Watch out for wolves in Adobe Flash Player clothing
Those looking for a Flash .apk file to install could find themselves running into a Trojan Horse type of deception. Fake Flash apps have been reported with adware installed on phones, reaching out for your personal information, contacts and your notification bar. The latter could become a playground for ads if you're not careful. If you decide to check out some of those third party app stores that fly under the radar, be careful to give a wide berth to those apps pretending to be a version of Adobe Flash Player for your phone. Most of the malicious Flash Player fakes are located in third party Russian app stores.

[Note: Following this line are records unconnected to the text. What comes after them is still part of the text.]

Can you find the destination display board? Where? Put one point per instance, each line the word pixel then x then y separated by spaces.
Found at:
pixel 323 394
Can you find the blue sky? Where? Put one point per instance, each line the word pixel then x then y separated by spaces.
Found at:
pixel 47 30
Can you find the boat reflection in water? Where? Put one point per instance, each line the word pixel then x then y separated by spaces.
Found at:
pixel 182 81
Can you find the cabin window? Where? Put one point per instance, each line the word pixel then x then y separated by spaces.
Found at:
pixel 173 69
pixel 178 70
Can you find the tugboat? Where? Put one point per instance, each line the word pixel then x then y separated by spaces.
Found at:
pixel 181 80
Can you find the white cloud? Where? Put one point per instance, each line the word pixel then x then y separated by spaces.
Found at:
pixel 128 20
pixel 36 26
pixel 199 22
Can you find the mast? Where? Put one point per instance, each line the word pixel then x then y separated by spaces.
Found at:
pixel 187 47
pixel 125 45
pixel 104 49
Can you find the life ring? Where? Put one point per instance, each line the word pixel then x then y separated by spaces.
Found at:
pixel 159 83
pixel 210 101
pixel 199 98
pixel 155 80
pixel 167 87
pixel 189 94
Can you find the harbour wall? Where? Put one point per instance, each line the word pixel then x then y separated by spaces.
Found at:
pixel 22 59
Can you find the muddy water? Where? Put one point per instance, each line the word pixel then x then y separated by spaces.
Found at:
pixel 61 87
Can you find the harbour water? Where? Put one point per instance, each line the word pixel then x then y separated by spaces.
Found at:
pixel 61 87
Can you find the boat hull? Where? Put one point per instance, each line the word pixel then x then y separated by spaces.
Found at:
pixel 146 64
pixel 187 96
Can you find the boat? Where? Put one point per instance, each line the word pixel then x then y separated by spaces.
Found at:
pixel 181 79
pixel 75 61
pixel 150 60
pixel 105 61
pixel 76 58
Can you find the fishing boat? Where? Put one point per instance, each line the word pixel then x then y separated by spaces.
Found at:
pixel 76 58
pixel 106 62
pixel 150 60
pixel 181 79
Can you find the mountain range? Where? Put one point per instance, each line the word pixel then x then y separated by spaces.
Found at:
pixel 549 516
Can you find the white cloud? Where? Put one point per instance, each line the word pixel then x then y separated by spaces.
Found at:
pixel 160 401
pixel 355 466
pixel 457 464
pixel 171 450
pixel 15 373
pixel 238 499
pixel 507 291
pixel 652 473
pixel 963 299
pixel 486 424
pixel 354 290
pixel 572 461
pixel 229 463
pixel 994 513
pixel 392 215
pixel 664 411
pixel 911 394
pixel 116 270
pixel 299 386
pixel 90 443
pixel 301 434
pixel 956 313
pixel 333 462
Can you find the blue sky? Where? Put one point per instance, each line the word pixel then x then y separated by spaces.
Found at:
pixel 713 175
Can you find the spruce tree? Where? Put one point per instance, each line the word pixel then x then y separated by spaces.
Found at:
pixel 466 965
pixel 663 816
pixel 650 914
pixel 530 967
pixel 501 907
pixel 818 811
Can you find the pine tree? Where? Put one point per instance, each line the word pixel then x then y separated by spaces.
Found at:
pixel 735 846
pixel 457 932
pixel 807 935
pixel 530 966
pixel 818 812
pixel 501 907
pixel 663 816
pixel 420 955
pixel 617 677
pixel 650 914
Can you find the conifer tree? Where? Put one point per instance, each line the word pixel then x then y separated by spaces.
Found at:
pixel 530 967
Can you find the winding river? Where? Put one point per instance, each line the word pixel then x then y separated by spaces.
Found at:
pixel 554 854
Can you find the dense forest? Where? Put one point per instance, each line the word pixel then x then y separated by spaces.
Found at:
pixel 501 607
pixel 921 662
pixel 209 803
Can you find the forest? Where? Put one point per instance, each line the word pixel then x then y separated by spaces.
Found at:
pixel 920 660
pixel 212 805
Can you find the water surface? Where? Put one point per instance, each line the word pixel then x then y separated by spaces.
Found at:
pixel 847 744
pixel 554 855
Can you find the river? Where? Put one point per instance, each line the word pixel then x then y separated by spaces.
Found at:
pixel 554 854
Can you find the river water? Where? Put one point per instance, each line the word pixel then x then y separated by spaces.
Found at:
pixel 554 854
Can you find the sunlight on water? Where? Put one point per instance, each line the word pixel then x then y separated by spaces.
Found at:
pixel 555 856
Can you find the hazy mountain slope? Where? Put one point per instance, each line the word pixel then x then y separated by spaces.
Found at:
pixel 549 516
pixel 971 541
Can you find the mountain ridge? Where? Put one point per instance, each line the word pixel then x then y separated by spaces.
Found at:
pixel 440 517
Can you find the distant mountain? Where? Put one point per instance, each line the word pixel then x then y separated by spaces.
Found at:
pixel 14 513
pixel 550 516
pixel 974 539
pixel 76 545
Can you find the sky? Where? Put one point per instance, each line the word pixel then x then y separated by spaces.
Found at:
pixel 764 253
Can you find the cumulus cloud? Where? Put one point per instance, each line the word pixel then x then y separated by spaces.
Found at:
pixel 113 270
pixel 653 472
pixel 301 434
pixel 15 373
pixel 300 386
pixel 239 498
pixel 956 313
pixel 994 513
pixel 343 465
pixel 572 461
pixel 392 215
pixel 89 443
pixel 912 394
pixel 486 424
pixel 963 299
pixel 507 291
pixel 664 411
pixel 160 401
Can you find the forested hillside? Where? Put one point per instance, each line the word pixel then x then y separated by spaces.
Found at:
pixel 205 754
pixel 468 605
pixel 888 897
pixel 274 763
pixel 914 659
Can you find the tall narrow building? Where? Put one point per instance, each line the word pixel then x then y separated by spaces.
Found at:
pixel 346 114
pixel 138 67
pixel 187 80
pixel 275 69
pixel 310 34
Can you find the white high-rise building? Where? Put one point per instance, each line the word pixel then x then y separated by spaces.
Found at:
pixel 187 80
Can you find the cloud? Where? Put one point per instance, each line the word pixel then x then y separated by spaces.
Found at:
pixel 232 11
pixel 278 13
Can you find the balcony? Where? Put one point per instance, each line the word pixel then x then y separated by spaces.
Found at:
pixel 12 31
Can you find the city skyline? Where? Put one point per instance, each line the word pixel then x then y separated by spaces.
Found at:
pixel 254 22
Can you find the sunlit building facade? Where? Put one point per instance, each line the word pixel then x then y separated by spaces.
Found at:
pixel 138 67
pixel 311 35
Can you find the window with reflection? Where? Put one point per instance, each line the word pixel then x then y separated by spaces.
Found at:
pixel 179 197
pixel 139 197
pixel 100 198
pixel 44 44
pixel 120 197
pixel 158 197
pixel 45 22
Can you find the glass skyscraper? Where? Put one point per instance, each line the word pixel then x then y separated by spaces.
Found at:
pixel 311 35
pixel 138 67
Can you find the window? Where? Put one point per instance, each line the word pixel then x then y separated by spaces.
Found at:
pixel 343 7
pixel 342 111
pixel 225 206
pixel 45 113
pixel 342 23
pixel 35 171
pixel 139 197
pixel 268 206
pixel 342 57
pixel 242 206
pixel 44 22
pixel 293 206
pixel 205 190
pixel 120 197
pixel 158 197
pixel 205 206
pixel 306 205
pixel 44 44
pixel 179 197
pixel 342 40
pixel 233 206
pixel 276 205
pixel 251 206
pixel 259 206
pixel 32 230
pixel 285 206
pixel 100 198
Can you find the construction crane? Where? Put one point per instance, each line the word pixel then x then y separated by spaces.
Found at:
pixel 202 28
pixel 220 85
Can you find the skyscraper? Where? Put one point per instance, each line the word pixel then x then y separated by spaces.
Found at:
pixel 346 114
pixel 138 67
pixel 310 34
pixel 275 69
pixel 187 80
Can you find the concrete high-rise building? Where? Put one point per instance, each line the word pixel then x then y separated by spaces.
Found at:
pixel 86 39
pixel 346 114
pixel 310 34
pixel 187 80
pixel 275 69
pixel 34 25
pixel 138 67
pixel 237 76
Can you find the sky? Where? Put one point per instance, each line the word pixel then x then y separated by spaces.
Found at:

One piece of adware disguised as a legit Flash Player app was found on an English language web site and was installed on an Android phone. The malware sent out ads every 15 minutes on the unlucky phone owner's notification bar and sent out messages to those on the contacts list. And to make detection of a fake harder, the rogue app installs an XDA developed version of Flash Player which is not as inclusive as the real thing. Because it does function to some degree, it might be some time before the ruse is discovered. This version of Flash is not supported by Adobe and could cause problems for your handset once installed.
Do you want to hear something mindblowing? The official Adobe Flash Player for Android is actually still available...on Adobe's own home site! The only caveat is that if Adobe decides to provide a security update or a minor bug fix for the version from the Google Play Store, you'll be shut out. But hey, that's not too bad for those who really, really wanted Flash on their phone but were too distracted to remember the deadline.